Your article is a great start to something I'm trying to do but with a Service "a la" AppServer.
Consider the idea of an AppServer similar to old DCOM days.
What I would like to do is create a .net service which creates a class factory similar to your server exe. Now, unless I'm missing something, a client application that needs to create an instance of a class factory (your singleton factory) running on the same box would need to use remoting UNLESS it runs in the same AppDomain.
You have not solved that problem yet - all you did was show that a class factory "coclass" (if you will) can be created by the server and used remotely via remoting and a tcp channel. I fail to see how I can allow an application in the same machine get the instance of the class factory without remoting involved.
In a nut shell, I was hoping your sample would solve what you said in the opening paragraph about the best of both worlds.
Please let me know if I am missing something - is there some magic in the activator that somehow will not create a channel if on the same box. If so, then why do we always see references to creating assemblies in the same app domain - I don't see where two exes will be in the same domain.

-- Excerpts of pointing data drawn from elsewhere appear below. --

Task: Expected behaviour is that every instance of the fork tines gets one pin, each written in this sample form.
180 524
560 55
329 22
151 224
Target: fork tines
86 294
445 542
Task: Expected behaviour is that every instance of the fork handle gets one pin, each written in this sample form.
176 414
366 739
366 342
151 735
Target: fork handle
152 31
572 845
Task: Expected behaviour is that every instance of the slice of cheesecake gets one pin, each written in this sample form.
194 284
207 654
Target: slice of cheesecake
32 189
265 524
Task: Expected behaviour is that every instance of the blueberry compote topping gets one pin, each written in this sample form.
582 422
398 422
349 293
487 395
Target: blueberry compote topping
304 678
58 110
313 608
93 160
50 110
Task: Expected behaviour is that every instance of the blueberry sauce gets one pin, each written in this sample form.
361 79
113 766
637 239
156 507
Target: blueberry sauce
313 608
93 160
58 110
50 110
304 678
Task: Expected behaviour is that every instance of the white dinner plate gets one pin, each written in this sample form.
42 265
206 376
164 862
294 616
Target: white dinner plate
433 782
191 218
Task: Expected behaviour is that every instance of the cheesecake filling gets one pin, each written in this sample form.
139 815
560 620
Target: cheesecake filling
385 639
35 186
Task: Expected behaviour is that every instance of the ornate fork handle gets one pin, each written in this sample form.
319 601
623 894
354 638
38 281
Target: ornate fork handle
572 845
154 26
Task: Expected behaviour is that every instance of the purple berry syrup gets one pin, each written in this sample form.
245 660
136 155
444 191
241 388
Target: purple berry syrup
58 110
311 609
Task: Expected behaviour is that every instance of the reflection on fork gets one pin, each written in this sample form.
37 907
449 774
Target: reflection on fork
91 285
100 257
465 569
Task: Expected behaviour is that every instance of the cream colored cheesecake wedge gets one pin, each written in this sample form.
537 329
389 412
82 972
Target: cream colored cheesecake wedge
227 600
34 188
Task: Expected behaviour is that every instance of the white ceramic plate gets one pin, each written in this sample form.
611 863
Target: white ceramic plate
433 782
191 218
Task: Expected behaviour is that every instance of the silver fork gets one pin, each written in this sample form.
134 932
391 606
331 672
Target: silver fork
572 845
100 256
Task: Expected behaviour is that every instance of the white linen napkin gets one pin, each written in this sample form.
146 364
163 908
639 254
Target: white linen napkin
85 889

In the article I tried to show a singleton that is accessed in-process when needed or externally by remoting, whithout changing any code, but only some configuration files. So when you only need a single instance of your appserver, you can run the singleton in-process. When you need more instances of you appserver, you can instantiate the singleton in one of them. That instance of the appserver accesses the singleton in-process, while the others by remoting. In all the cases, anyway, (UI) clients access the singleton by remoting. So it seems I can't help with your problem.